Деревня так и жила слухами, которые не только не могли хоть что-то прояснить, но еще больше затуманивали мужичьи головы, и без того темные. Виктор Иванович Данин, кипя в городском круговороте дел, почти не показывался оттуда. Из оставшихся самый грамотный в хуторе человек — Кестер.
После неудавшейся свадьбы в доме Кестеров постепенно все улеглось, притихло. Кольку снова перестали замечать. О жизни Иван Федорович любил размышлять в одиночестве. Но иногда хотелось и ему знать, что мужики скажут по тему или иному поводу.
Из города вернулся Кестер с невеселыми думами. Побывал он там в купеческих лавках, по базару потолкался. Если и встречались нужные товары, то цены такие, что подступиться невозможно. Ничего не купил там Иван Федорович. Какой-то плюгавый гражданин, видать, агитатор, всучил ему воззвание Троицкой уездной продовольственной управы. Его-то и привез он в хутор.
В городе начитался он всяких воззваний, объявлений, приказов, постановлений; наслушался всяких разговоров. Одни проклинали всех буржуев, казаков, попов. Другие на чем свет стоит поносили большевиков, голодранцев, возомнивших себя пупом земли. Эти «другие» были для него понятнее и ближе, но своими глазами видел, что так вот просто отмахнуться от голодранцев, как раньше он делал, уже нельзя. Большевики будоражат Россию.
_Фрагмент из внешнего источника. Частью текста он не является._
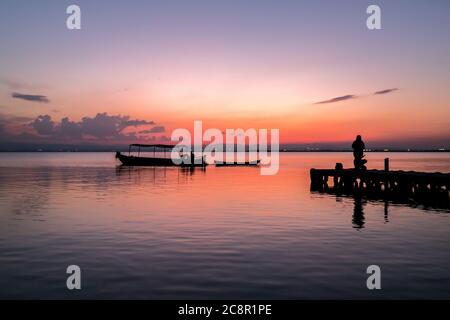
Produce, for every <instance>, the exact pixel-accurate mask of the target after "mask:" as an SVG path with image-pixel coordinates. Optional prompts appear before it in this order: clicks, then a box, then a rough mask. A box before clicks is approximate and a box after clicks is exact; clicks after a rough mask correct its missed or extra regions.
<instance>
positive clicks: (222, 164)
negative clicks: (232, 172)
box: [215, 159, 261, 167]
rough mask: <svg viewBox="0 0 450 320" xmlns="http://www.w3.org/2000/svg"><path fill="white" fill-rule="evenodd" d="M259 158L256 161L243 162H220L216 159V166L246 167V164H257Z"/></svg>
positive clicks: (248, 165) (252, 165) (252, 164)
mask: <svg viewBox="0 0 450 320" xmlns="http://www.w3.org/2000/svg"><path fill="white" fill-rule="evenodd" d="M260 162H261V160H259V159H258V160H256V161H245V162H237V161H233V162H222V161H216V162H215V164H216V167H228V166H229V167H247V166H258V165H259V163H260Z"/></svg>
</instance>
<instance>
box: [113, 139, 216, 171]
mask: <svg viewBox="0 0 450 320" xmlns="http://www.w3.org/2000/svg"><path fill="white" fill-rule="evenodd" d="M132 147H137V148H138V153H137V156H135V155H131V149H132ZM173 147H174V146H172V145H166V144H136V143H134V144H130V145H129V147H128V155H125V154H122V153H121V152H116V159H119V160H120V162H122V165H124V166H159V167H173V166H178V167H205V166H206V165H207V164H206V163H205V162H203V161H202V163H195V164H188V163H181V164H178V163H175V162H173V160H172V158H170V157H166V152H167V151H168V150H171V149H173ZM141 148H153V157H141V156H140V154H141ZM156 149H162V150H163V152H164V157H156Z"/></svg>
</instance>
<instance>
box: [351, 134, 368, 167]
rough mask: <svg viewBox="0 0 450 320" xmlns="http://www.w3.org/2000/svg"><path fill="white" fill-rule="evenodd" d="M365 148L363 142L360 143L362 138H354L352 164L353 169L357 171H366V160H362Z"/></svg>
mask: <svg viewBox="0 0 450 320" xmlns="http://www.w3.org/2000/svg"><path fill="white" fill-rule="evenodd" d="M365 148H366V146H365V145H364V141H362V138H361V136H360V135H357V136H356V139H355V141H353V143H352V149H353V157H354V160H353V164H354V165H355V169H357V170H365V169H367V168H366V166H365V165H364V164H366V163H367V160H365V159H363V158H364V149H365Z"/></svg>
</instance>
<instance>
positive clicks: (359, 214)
mask: <svg viewBox="0 0 450 320" xmlns="http://www.w3.org/2000/svg"><path fill="white" fill-rule="evenodd" d="M364 204H365V201H364V203H363V200H362V198H361V197H354V209H353V218H352V223H353V228H355V229H362V228H364V221H365V218H364Z"/></svg>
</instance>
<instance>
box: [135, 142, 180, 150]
mask: <svg viewBox="0 0 450 320" xmlns="http://www.w3.org/2000/svg"><path fill="white" fill-rule="evenodd" d="M130 147H140V148H161V149H172V148H173V147H174V146H172V145H169V144H140V143H133V144H130Z"/></svg>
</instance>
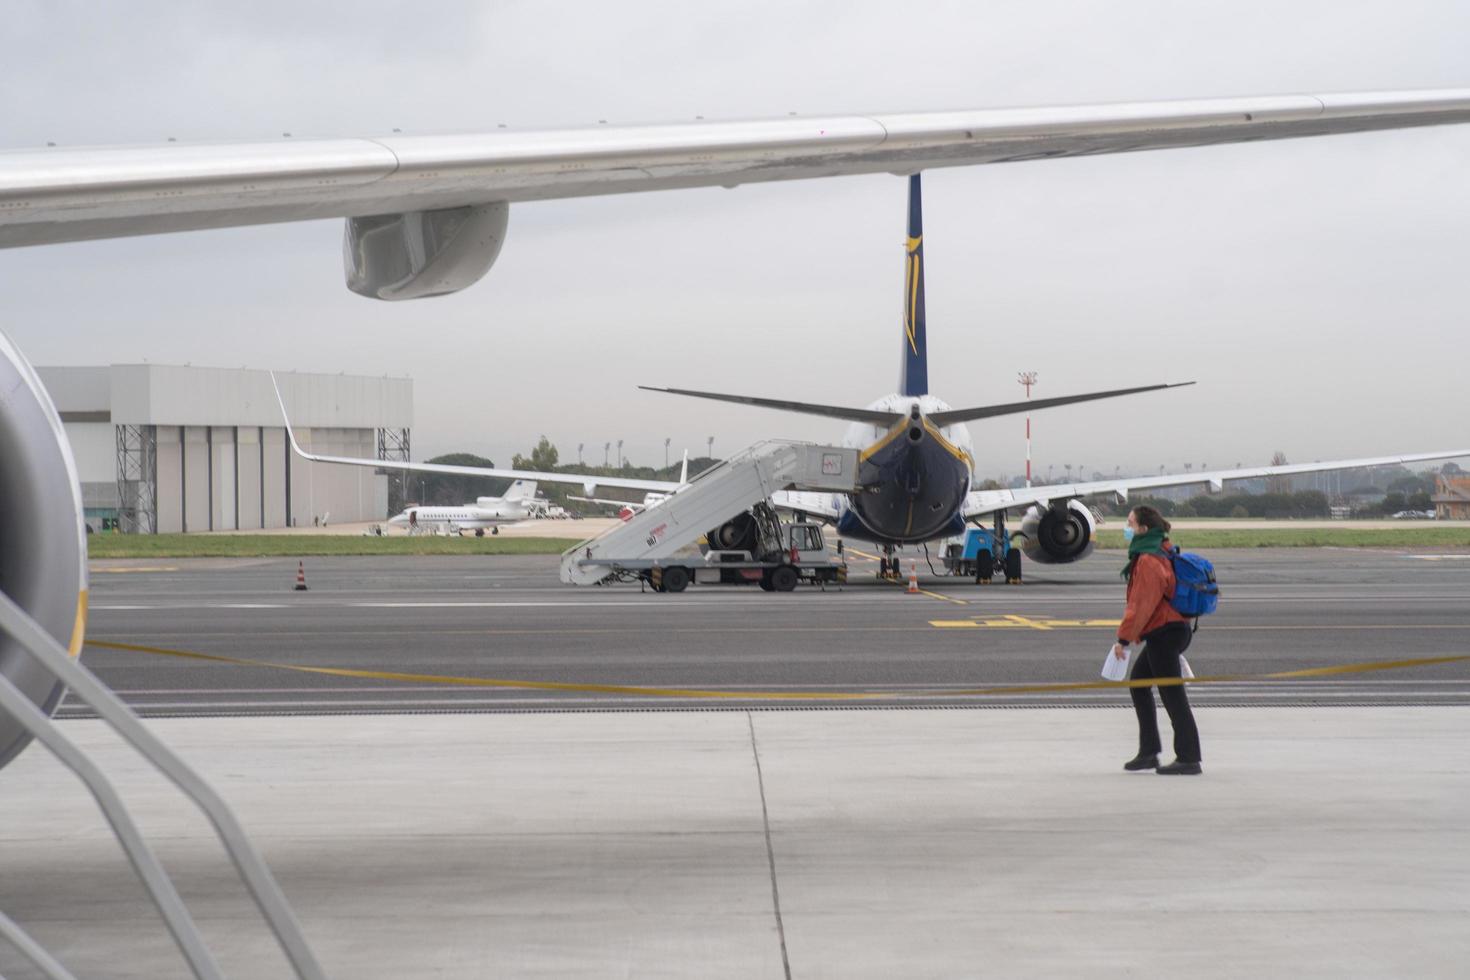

Свои мысли всегда сверял он с журналом «Нива», потому, закусив с дороги, принялся за него. Почта доставлялась все хуже и хуже. На дворе — середина сентября, а у него последний номер — за июнь. Последний журнал был в основном посвящен женскому батальону смерти.
— Царя выжили, государство без власти оставили, — ворчал Иван Федорович, — а теперь на бабьих штыках удержаться думают.
Но в городе он читал приказ министра Керенского, где тот говорит «спасибо» за подавление мятежа генерала Корнилова не женскому батальону, а казакам. Открыв предыдущую книжку, увидел большой снимок во всю страницу и прочитал под ним:
«Всероссийский казачий круговой съезд, заседавший в июне с. г. в Петрограде. На съезде собралось свыше 300 делегатов от 12 казачьих войск европейской и азиатской России. Съезд открыт от имени Временного совета Союза казачьих войск, членом Госуд. думы А. П. Савватеевым. На снимке изображены участники совета Союза казачьих войск».